I really believe in P to P but I guess we will all have to wait to see what happens… For sure as always there will be another crash in the stock market nothing goes up forever except taxes.
Simon Cunningham says
Absolutely. Many people say that the next recession will be the thing that makes or breaks this investment.
anonymous says
I know I’m a year late here, but it actually isn’t nearly as bad as you thought. Just a few hundred loans really smooths out the variance. The easiest analogy is to polling: a typical political poll hits maybe 500 to 1,000 people, but actually is quite representative of the whole population. That’s what you want here: a default rate among your loans that is representative of the rate among all loans (which is completely tolerable).
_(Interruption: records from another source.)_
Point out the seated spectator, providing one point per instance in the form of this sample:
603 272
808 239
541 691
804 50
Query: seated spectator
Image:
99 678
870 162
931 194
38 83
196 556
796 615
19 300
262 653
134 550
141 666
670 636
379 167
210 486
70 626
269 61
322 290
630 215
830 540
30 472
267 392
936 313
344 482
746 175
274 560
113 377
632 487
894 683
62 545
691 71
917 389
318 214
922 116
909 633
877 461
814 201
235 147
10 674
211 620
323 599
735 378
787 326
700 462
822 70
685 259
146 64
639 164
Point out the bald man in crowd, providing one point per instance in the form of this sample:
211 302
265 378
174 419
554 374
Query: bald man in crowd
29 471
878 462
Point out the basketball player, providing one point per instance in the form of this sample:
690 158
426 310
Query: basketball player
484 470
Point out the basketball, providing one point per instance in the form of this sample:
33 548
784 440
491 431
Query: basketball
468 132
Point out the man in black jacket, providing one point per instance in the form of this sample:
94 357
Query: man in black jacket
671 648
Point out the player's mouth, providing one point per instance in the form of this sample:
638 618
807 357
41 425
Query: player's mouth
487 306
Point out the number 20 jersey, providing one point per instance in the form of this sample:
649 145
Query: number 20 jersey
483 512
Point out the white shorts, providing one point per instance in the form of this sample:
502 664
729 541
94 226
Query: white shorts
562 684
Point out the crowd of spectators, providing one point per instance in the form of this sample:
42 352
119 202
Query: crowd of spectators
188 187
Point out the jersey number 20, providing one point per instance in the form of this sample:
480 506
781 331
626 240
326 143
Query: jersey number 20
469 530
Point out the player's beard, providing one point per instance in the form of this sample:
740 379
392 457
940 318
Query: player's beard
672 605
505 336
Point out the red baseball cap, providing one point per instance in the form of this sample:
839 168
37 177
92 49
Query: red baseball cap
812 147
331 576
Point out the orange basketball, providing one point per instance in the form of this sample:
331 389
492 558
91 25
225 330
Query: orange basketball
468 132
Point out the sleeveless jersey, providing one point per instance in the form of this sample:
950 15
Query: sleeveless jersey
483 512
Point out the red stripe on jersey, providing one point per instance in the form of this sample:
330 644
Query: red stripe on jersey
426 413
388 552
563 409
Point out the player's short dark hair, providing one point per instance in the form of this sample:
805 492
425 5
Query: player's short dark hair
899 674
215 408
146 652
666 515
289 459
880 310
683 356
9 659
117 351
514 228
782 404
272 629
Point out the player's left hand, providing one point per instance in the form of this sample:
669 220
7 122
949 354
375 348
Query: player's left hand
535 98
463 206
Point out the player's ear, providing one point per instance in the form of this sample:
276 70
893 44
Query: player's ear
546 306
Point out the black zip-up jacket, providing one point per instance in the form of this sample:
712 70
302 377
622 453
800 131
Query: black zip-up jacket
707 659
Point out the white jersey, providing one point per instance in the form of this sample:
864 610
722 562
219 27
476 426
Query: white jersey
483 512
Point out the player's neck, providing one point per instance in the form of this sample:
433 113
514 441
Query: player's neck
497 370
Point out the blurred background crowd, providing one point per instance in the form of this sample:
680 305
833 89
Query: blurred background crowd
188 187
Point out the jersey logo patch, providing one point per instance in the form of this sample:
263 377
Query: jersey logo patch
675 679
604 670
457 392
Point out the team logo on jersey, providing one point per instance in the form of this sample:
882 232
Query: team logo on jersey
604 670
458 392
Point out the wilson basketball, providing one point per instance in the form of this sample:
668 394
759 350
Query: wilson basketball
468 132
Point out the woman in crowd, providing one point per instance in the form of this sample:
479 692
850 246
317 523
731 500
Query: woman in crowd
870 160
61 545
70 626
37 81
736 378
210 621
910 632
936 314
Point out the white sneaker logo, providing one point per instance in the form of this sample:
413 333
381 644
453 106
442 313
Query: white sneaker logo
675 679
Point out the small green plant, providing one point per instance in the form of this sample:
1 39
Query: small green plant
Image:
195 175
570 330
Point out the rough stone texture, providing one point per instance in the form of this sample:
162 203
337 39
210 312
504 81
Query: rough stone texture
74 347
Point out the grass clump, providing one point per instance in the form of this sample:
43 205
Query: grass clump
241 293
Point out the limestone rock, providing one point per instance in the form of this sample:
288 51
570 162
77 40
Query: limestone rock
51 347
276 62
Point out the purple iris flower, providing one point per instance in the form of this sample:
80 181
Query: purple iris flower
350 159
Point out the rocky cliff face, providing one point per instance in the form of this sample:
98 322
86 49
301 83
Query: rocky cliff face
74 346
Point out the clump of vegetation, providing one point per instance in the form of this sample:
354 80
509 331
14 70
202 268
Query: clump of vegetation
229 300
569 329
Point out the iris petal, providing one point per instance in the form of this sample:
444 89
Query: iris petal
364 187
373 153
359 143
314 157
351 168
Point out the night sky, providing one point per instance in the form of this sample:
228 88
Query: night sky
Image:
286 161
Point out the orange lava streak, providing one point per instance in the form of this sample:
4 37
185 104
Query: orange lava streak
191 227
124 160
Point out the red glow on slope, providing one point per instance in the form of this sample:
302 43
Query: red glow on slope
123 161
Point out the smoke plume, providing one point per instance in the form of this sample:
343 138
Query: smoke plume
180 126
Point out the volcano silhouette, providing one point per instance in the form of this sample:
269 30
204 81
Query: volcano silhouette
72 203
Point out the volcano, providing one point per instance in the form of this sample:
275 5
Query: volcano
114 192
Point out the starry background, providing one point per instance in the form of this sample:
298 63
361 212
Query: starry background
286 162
Basically, random samples get pretty powerful pretty quickly.
Dennis says
Very interesting! I wonder though whether comparing the negative return on some lower rated loan grades to the S&P 500 is a fair comparison. If you were in the S&P 500 just before the recession, and you held on to the investment you would have recovered all of our “lost” principal, and then some. At least according to CNN Money in Feb. 2015 article: “The S&P 500 is up over 200% since the bottoming out in March 2009.” The P2P losses are essentially forever since I am guessing that most of those losses were never recovered.
John A Macneil says
Very interesting. I was wondering if lending club sees a hole in it\’s model? The ROI on the F notes during the recession makes holding G notes a much better risk. Thanks for the number crunching. I am thinking about making some changes in my acct.
Richard says
What about a barbell approach? What happens if you hold two-thirds A and one-third E? Is that riskier than clustering B and C together?
Pablo says
Good article. I think there is one thing missing, though. The losses on the stock market were reverted in the coming years after 2009; if you were an investor with the ability to wait until 2014, you would have lost nothing, and actually made a profit to offset any losses in dividend income for the previous years.
If you were investing in P2P lending, and the loans defaulted, then that capital would have been lost forever.
Simon Cunningham says
Great point. I fully agree that the stock market is a much much better buy-and-hold investment. But for those who need stability (for example, elderly people with no earning power), peer to peer loans seem like they could provide refreshing stability, even within a national recession.
Christopher Smith says
Great article. I’ve been very skeptical of LendingClub lately because they DO NOT have a plan for stock market crashes, but they now do not allow E, F, and G rated lenders to get loans so that does help a bit.